YOU LOVE TO SEE IT: Farewell, Methane
Good things are happening! The EPA announces a long-awaited crackdown on methane emissions, labor organizers take on non-union automakers around the country, Michigan will automatically register to vote anyone who is leaving prison, and a new study finds massive lithium deposits in California’s Salton Sea.
EPA Slashes Methane Emissions
The Environmental Protection Agency (EPA) has finalized new regulations on methane that the agency predicts will reduce emissions from U.S. oil and gas producers by 80 percent over the next two decades — a long-awaited crackdown on the pollutant, which is a significant contributor to climate change.
U.S. officials announced the new regulations at the United Nations COP28 climate conference that began in Dubai last weekend. Despite President Joe Biden’s conspicuous absence at the conference, and growing tensions between the U.S. and its allies, the EPA’s methane regulations were a sliver of good news, and formed part of a global focus at the conference on slashing methane emissions.

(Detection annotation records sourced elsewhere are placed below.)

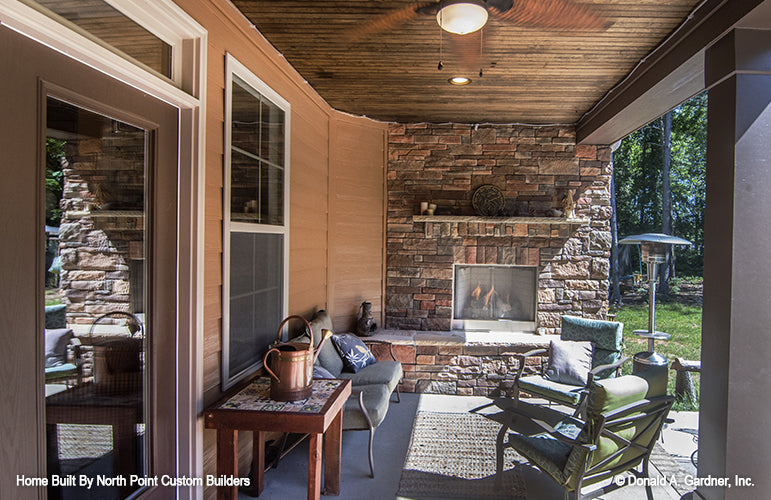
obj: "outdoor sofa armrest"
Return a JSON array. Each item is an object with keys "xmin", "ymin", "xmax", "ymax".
[
  {"xmin": 514, "ymin": 349, "xmax": 549, "ymax": 381},
  {"xmin": 530, "ymin": 418, "xmax": 597, "ymax": 451},
  {"xmin": 586, "ymin": 356, "xmax": 629, "ymax": 382}
]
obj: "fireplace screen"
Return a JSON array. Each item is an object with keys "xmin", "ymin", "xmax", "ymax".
[{"xmin": 453, "ymin": 265, "xmax": 537, "ymax": 321}]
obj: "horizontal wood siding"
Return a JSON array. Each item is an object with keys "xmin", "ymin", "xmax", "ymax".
[
  {"xmin": 177, "ymin": 0, "xmax": 385, "ymax": 498},
  {"xmin": 329, "ymin": 114, "xmax": 386, "ymax": 331}
]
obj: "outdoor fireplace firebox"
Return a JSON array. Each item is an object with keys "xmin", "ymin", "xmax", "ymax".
[{"xmin": 453, "ymin": 264, "xmax": 537, "ymax": 332}]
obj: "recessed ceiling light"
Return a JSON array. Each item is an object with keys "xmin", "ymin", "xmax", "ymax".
[{"xmin": 447, "ymin": 76, "xmax": 471, "ymax": 85}]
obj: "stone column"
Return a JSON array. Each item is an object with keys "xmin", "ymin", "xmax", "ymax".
[{"xmin": 697, "ymin": 29, "xmax": 771, "ymax": 500}]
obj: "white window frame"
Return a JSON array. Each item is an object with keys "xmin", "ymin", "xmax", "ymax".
[{"xmin": 221, "ymin": 54, "xmax": 291, "ymax": 390}]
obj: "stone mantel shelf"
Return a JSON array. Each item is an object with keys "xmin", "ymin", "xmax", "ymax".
[{"xmin": 412, "ymin": 215, "xmax": 589, "ymax": 225}]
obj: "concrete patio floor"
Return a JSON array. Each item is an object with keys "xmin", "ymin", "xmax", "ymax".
[{"xmin": 239, "ymin": 394, "xmax": 698, "ymax": 500}]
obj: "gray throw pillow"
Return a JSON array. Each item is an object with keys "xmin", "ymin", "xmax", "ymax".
[
  {"xmin": 45, "ymin": 328, "xmax": 73, "ymax": 368},
  {"xmin": 544, "ymin": 340, "xmax": 594, "ymax": 385},
  {"xmin": 332, "ymin": 333, "xmax": 376, "ymax": 373}
]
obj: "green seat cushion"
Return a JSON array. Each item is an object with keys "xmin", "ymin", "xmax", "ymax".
[
  {"xmin": 518, "ymin": 375, "xmax": 583, "ymax": 406},
  {"xmin": 343, "ymin": 382, "xmax": 391, "ymax": 429},
  {"xmin": 588, "ymin": 369, "xmax": 667, "ymax": 418},
  {"xmin": 509, "ymin": 417, "xmax": 583, "ymax": 483},
  {"xmin": 339, "ymin": 360, "xmax": 403, "ymax": 396}
]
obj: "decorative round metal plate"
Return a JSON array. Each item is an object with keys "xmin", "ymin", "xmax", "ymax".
[{"xmin": 471, "ymin": 184, "xmax": 506, "ymax": 216}]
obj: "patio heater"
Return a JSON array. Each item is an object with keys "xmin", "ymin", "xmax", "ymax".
[{"xmin": 618, "ymin": 233, "xmax": 691, "ymax": 373}]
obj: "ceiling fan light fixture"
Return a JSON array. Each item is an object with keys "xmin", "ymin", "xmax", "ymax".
[
  {"xmin": 436, "ymin": 0, "xmax": 487, "ymax": 35},
  {"xmin": 447, "ymin": 76, "xmax": 471, "ymax": 85}
]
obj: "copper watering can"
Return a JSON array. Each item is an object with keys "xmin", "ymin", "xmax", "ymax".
[{"xmin": 262, "ymin": 316, "xmax": 332, "ymax": 401}]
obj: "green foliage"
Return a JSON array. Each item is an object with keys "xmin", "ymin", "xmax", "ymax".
[
  {"xmin": 616, "ymin": 303, "xmax": 701, "ymax": 410},
  {"xmin": 46, "ymin": 137, "xmax": 65, "ymax": 226},
  {"xmin": 613, "ymin": 92, "xmax": 707, "ymax": 276}
]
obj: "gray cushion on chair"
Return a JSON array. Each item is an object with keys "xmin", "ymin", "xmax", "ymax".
[
  {"xmin": 544, "ymin": 340, "xmax": 594, "ymax": 385},
  {"xmin": 46, "ymin": 304, "xmax": 67, "ymax": 329},
  {"xmin": 339, "ymin": 360, "xmax": 403, "ymax": 395},
  {"xmin": 45, "ymin": 328, "xmax": 73, "ymax": 368},
  {"xmin": 517, "ymin": 375, "xmax": 584, "ymax": 406},
  {"xmin": 560, "ymin": 315, "xmax": 624, "ymax": 378},
  {"xmin": 310, "ymin": 310, "xmax": 343, "ymax": 377},
  {"xmin": 343, "ymin": 384, "xmax": 390, "ymax": 429}
]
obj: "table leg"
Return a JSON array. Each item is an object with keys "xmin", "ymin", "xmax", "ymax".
[
  {"xmin": 217, "ymin": 428, "xmax": 238, "ymax": 500},
  {"xmin": 308, "ymin": 433, "xmax": 324, "ymax": 500},
  {"xmin": 252, "ymin": 431, "xmax": 265, "ymax": 497},
  {"xmin": 324, "ymin": 411, "xmax": 343, "ymax": 495},
  {"xmin": 112, "ymin": 415, "xmax": 142, "ymax": 498}
]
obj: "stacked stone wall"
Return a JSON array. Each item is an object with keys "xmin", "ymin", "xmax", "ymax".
[
  {"xmin": 385, "ymin": 123, "xmax": 611, "ymax": 333},
  {"xmin": 59, "ymin": 124, "xmax": 145, "ymax": 324}
]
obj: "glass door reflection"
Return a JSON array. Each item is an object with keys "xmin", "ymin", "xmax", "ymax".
[{"xmin": 45, "ymin": 98, "xmax": 152, "ymax": 499}]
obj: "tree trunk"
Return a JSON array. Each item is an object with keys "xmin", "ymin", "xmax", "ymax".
[
  {"xmin": 659, "ymin": 111, "xmax": 675, "ymax": 294},
  {"xmin": 610, "ymin": 141, "xmax": 622, "ymax": 306}
]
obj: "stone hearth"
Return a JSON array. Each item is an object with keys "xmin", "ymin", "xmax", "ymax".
[
  {"xmin": 385, "ymin": 123, "xmax": 611, "ymax": 336},
  {"xmin": 368, "ymin": 330, "xmax": 550, "ymax": 396}
]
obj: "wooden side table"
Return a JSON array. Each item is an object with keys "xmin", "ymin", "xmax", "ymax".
[{"xmin": 204, "ymin": 378, "xmax": 351, "ymax": 500}]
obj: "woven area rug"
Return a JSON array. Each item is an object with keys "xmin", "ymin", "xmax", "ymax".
[{"xmin": 397, "ymin": 411, "xmax": 527, "ymax": 500}]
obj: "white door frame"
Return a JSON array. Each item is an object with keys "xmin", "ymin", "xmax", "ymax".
[{"xmin": 0, "ymin": 0, "xmax": 207, "ymax": 498}]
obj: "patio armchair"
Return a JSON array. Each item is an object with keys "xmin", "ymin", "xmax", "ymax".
[
  {"xmin": 496, "ymin": 370, "xmax": 674, "ymax": 499},
  {"xmin": 45, "ymin": 304, "xmax": 83, "ymax": 387},
  {"xmin": 513, "ymin": 316, "xmax": 628, "ymax": 415}
]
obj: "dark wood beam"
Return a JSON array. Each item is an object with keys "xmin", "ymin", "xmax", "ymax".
[{"xmin": 576, "ymin": 0, "xmax": 771, "ymax": 144}]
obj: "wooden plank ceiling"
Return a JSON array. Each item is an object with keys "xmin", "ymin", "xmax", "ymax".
[{"xmin": 233, "ymin": 0, "xmax": 700, "ymax": 124}]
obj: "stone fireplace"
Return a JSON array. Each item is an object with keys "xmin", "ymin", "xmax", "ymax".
[
  {"xmin": 452, "ymin": 264, "xmax": 538, "ymax": 332},
  {"xmin": 384, "ymin": 123, "xmax": 611, "ymax": 334}
]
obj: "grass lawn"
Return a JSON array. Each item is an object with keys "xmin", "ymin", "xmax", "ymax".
[{"xmin": 616, "ymin": 302, "xmax": 701, "ymax": 410}]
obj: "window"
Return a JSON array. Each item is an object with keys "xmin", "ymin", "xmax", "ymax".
[
  {"xmin": 222, "ymin": 56, "xmax": 289, "ymax": 390},
  {"xmin": 37, "ymin": 0, "xmax": 172, "ymax": 78}
]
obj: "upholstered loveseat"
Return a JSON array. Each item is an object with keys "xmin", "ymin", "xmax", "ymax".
[{"xmin": 298, "ymin": 310, "xmax": 403, "ymax": 477}]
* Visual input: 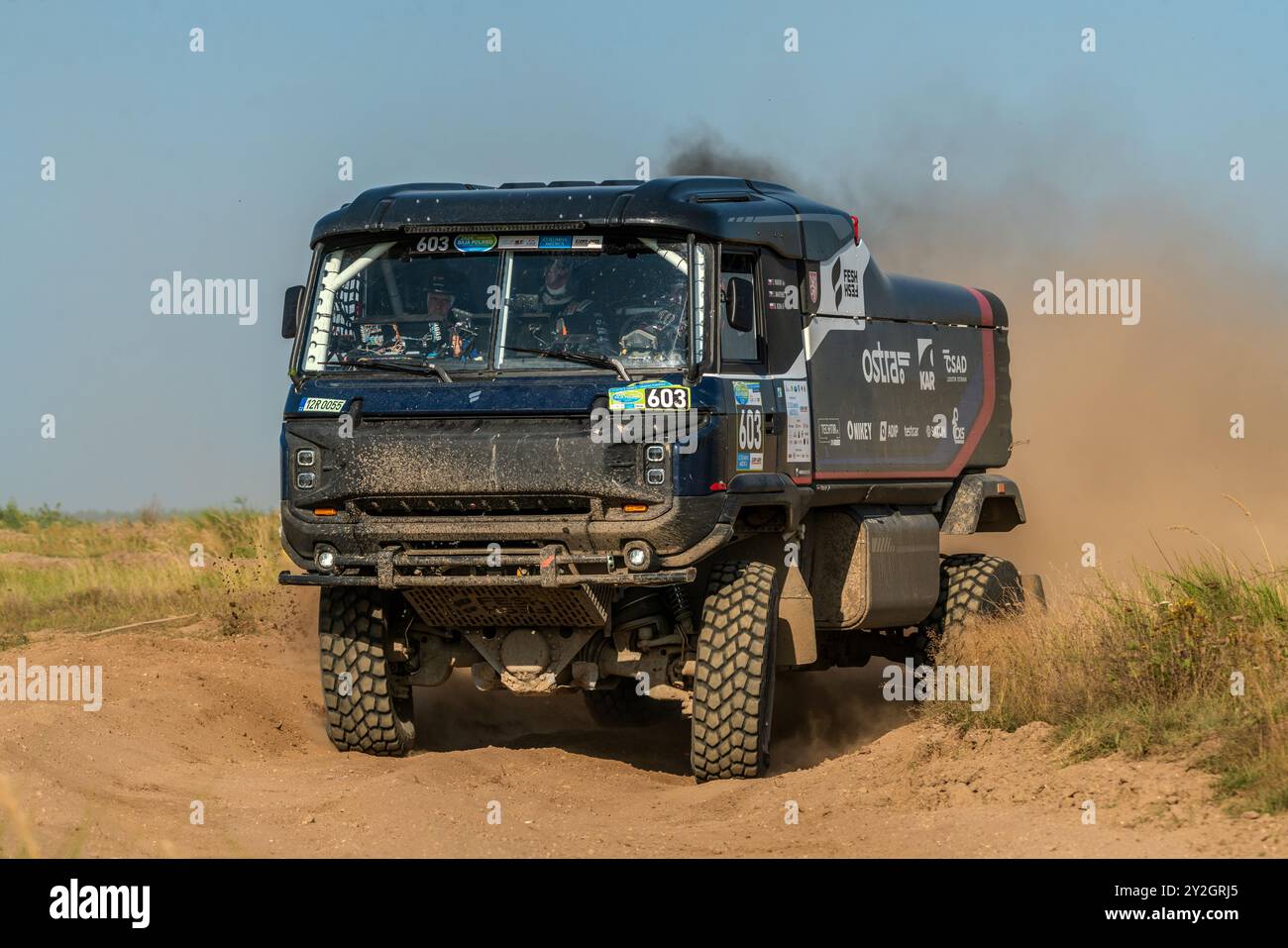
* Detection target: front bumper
[277,548,697,588]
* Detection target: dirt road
[0,599,1288,857]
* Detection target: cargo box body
[805,245,1012,483]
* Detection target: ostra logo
[863,343,912,385]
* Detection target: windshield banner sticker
[733,381,760,408]
[608,381,690,411]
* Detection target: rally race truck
[280,176,1039,781]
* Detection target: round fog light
[623,540,653,574]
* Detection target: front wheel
[318,586,416,758]
[690,561,780,782]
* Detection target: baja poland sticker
[452,233,496,254]
[733,381,760,408]
[608,381,691,411]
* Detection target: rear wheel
[318,586,416,758]
[690,561,780,781]
[921,553,1025,665]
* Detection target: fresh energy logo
[152,270,259,326]
[881,658,989,711]
[0,658,103,711]
[1033,270,1140,326]
[49,879,152,928]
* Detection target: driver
[618,261,690,358]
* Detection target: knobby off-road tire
[583,678,678,728]
[318,586,416,758]
[690,561,781,782]
[922,553,1024,653]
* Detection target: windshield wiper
[339,356,452,385]
[501,345,631,381]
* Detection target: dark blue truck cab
[280,177,1037,780]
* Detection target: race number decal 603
[644,385,690,411]
[416,235,452,254]
[738,408,765,451]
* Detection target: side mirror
[725,277,756,332]
[282,286,304,339]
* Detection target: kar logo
[917,339,935,391]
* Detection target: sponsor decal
[608,381,692,411]
[452,233,496,254]
[832,258,863,310]
[917,339,935,391]
[862,343,912,385]
[940,349,970,381]
[497,233,604,250]
[845,421,870,441]
[818,419,854,448]
[733,381,761,407]
[300,398,348,413]
[783,378,812,464]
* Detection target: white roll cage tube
[304,241,394,372]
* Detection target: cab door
[718,250,783,476]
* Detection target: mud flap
[776,567,818,666]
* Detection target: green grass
[930,555,1288,811]
[0,503,288,648]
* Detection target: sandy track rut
[0,601,1288,857]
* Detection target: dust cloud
[666,129,1288,576]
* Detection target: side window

Methane emissions, which leak into the atmosphere from oil and gas plants, animal agriculture, and gas flaring, are responsible for some 30 percent of current warming. Because methane does not stay in the atmosphere nearly as long as carbon dioxide (a decade or so, instead of centuries), reductions to methane are considered an important measure to ease warming in the short term. Yet methane emissions — like carbon emissions — have been climbing in recent years.